Diagnosing arthritis can be tricky, with symptoms coming and going and so many types to consider and eventually rule out – including those with similar symptoms like psoriatic arthritis, rheumatoid arthritis, osteoarthritis and gout. That’s why people sometimes are initially misdiagnosed and told they have one form of arthritis only to find out later they have another kind entirely.
Does getting it right the first time really matter?
Yes, it does, says Eric Matteson, MD, chair of rheumatology at the Mayo Clinic in Rochester, Minn.
“Early diagnosis is important because the window of opportunity for eliminating long-term joint problems is in the first couple of months of noticing the joint arthritis,” Dr. Matteson says. “Treating it in this timeframe, we can make a major impact on disability from joint damage. We say the first month is critical, but certainly treatment in that first three months is important.”
Even though psoriatic arthritis, or PsA, is an inflammatory form of arthritis, it is sometimes confused with osteoarthritis, or OA, which is not. It also can be mistaken for other forms of inflammatory arthritis, such as rheumatoid arthritis (RA), or gout. Below are some tips to help avoid a psoriatic arthritis misdiagnosis. Another way to make sure you get a proper diagnosis is to see a rheumatologist – a doctor trained in working with arthritis and related conditions.
- If you have joint pain, and then develop the red, flaky skin that signals psoriasis, along with nail pitting, don’t rule out PsA. Psoriasis usually manifests before psoriatic arthritis symptoms, but not always and sometimes never.
- If you have psoriasis symptoms and nail pitting first, and then develop joint pain, PsA is likely the culprit, particularly if there is joint swelling. But you can have psoriasis and a form of arthritis that isn’t PsA. “It also depends on your age,” Dr. Matteson says. “If the patient is 60 or 70, I’d think OA first if there isn’t swelling.”
- If a single joint becomes swollen and extremely painful almost overnight, it’s probably gout. Unlike psoriatic arthritis, there is a surefire way to diagnose gout – examine joint fluid under a microscope. Uric acid crystals signal gout, which develops when the body can’t process uric acid, or produces too much. “You don’t find them in any other condition other than gout, and they are always present in gout,” Dr. Matteson says.
- If there is little or no joint swelling, osteoarthritis is the most likely diagnosis. Swelling is a symptom most commonly seen with inflammatory forms of arthritis such as psoriatic arthritis, RA and gout. OA, which results from cartilage deterioration, does not usually involve visible or significant inflammation.
- If swelling involves the full length of the fingers or toes, think PsA. This condition is called dactylitis, or “sausage fingers.” RA tends to cause swelling over individual joints.
- If the affected joints are asymmetrical – in other words if a joint affected on one side of the body isn’t affected on the other side –it’s more likely to be psoriatic arthritis than rheumatoid arthritis. RA is typically symmetrical.
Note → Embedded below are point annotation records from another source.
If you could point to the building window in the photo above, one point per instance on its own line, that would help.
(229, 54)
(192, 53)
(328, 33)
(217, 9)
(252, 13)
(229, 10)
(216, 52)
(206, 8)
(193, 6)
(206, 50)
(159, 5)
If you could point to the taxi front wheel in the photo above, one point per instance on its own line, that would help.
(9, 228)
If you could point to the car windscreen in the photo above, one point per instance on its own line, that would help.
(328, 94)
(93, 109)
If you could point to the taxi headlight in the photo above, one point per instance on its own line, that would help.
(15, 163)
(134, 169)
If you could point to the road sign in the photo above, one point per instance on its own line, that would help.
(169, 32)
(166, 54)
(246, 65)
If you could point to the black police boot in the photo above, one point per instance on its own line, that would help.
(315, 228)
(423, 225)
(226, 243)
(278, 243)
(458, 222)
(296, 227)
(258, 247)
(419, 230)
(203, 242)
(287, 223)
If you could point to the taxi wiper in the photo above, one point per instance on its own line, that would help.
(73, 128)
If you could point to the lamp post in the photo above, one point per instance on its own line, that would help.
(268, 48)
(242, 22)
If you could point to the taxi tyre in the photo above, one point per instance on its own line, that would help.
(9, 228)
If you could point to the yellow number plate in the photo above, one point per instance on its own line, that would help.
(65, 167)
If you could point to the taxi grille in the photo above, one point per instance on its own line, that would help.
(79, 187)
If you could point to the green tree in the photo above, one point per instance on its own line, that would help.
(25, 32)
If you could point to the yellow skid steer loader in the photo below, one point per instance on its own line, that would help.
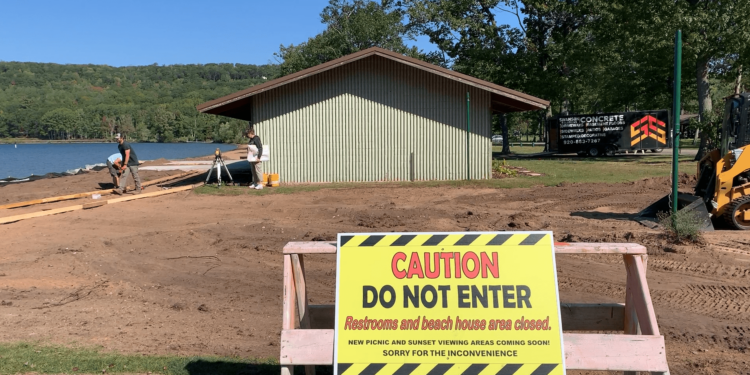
(723, 189)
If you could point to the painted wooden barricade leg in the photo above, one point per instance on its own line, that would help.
(298, 267)
(288, 305)
(631, 318)
(641, 297)
(640, 349)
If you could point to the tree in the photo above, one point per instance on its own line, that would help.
(351, 26)
(59, 123)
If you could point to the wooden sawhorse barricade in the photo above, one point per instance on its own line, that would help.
(308, 330)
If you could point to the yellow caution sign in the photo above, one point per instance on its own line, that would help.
(447, 303)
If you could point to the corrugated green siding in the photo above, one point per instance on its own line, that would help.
(361, 122)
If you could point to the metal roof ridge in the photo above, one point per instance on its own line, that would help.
(373, 51)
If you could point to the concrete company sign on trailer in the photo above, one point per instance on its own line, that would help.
(447, 303)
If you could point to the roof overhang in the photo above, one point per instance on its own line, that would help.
(504, 100)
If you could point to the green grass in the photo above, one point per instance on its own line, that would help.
(21, 358)
(555, 171)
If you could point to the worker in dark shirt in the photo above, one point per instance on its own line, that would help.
(255, 151)
(129, 165)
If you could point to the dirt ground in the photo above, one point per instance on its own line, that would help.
(197, 274)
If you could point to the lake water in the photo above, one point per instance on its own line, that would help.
(24, 160)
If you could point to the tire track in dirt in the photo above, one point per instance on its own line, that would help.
(698, 268)
(720, 301)
(677, 266)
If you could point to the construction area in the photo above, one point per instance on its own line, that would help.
(187, 269)
(188, 273)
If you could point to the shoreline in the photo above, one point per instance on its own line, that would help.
(10, 141)
(92, 167)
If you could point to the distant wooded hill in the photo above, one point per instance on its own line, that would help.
(150, 103)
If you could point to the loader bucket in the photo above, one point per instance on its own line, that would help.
(685, 202)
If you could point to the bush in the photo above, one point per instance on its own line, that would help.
(684, 226)
(500, 167)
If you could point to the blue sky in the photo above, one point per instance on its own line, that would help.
(135, 32)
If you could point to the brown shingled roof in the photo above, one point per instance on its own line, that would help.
(503, 99)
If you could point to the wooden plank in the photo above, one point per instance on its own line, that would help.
(15, 218)
(641, 295)
(327, 247)
(287, 310)
(575, 316)
(10, 219)
(55, 199)
(298, 269)
(89, 193)
(306, 347)
(582, 351)
(153, 194)
(301, 291)
(598, 248)
(310, 247)
(100, 203)
(615, 352)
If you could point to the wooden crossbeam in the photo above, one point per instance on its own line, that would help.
(320, 247)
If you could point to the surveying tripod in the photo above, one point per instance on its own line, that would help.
(218, 163)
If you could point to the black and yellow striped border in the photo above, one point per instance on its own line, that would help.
(445, 369)
(483, 239)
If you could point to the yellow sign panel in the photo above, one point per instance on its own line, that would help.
(447, 303)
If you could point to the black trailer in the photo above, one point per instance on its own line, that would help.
(609, 133)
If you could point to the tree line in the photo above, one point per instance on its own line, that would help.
(585, 56)
(149, 103)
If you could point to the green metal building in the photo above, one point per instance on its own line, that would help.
(375, 115)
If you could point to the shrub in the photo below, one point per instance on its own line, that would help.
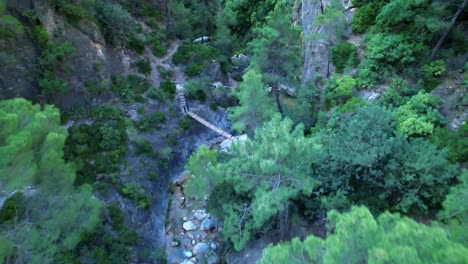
(129, 88)
(194, 69)
(185, 122)
(40, 36)
(95, 87)
(363, 19)
(136, 45)
(340, 90)
(143, 147)
(137, 194)
(51, 85)
(158, 48)
(117, 24)
(344, 54)
(72, 11)
(164, 157)
(10, 27)
(431, 74)
(157, 94)
(143, 66)
(168, 87)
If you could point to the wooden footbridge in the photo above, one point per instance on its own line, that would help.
(186, 110)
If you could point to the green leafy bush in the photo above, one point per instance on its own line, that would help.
(136, 45)
(137, 194)
(51, 85)
(74, 12)
(339, 90)
(10, 27)
(185, 122)
(344, 54)
(431, 74)
(158, 47)
(168, 87)
(418, 116)
(129, 88)
(193, 69)
(364, 18)
(158, 94)
(143, 66)
(143, 147)
(117, 24)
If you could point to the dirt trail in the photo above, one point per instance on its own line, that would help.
(178, 75)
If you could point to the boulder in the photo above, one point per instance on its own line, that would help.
(200, 248)
(174, 243)
(208, 224)
(213, 246)
(200, 215)
(189, 226)
(188, 254)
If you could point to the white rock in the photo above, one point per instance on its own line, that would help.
(200, 214)
(200, 248)
(188, 254)
(208, 224)
(213, 246)
(189, 226)
(174, 243)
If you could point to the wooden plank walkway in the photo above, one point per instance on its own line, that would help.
(185, 109)
(209, 125)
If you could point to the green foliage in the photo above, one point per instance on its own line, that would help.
(129, 88)
(117, 24)
(339, 90)
(51, 85)
(431, 74)
(276, 47)
(168, 87)
(143, 66)
(52, 61)
(194, 69)
(137, 194)
(31, 143)
(185, 122)
(255, 107)
(136, 44)
(363, 19)
(10, 27)
(159, 50)
(455, 142)
(194, 53)
(143, 147)
(363, 156)
(158, 94)
(97, 148)
(419, 116)
(344, 55)
(356, 237)
(13, 208)
(146, 123)
(74, 12)
(455, 212)
(387, 50)
(197, 89)
(258, 181)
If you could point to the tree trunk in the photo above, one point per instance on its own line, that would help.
(442, 39)
(168, 16)
(278, 101)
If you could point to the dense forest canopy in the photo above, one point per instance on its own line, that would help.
(353, 116)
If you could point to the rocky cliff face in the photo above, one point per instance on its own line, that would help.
(317, 39)
(92, 59)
- If joint pain is worse for more than a few minutes in the morning, or after inactivity, consider RA or PsA. With osteoarthritis, pain tends to come after activity; gout comes on rapidly, with intense pain. “If the joint pain or stiffness in the morning goes away after five minutes, then no, I wouldn’t think it’s RA or PsA necessarily. But if it lasts longer than 20 or 30 minutes, I would consider RA or PsA. Osteoarthritis in the morning is usually very brief,” Dr. Matteson says.
- If blood tests show you are positive for rheumatoid factor, or RF, an autoantibody, suspect RA first. People with PsA are almost always RF-negative. “But there are a few patients who have a very low RF-factor who do not have RA and will not get it,” Dr. Matteson says. RA can develop in people who are RF-positive or -negative.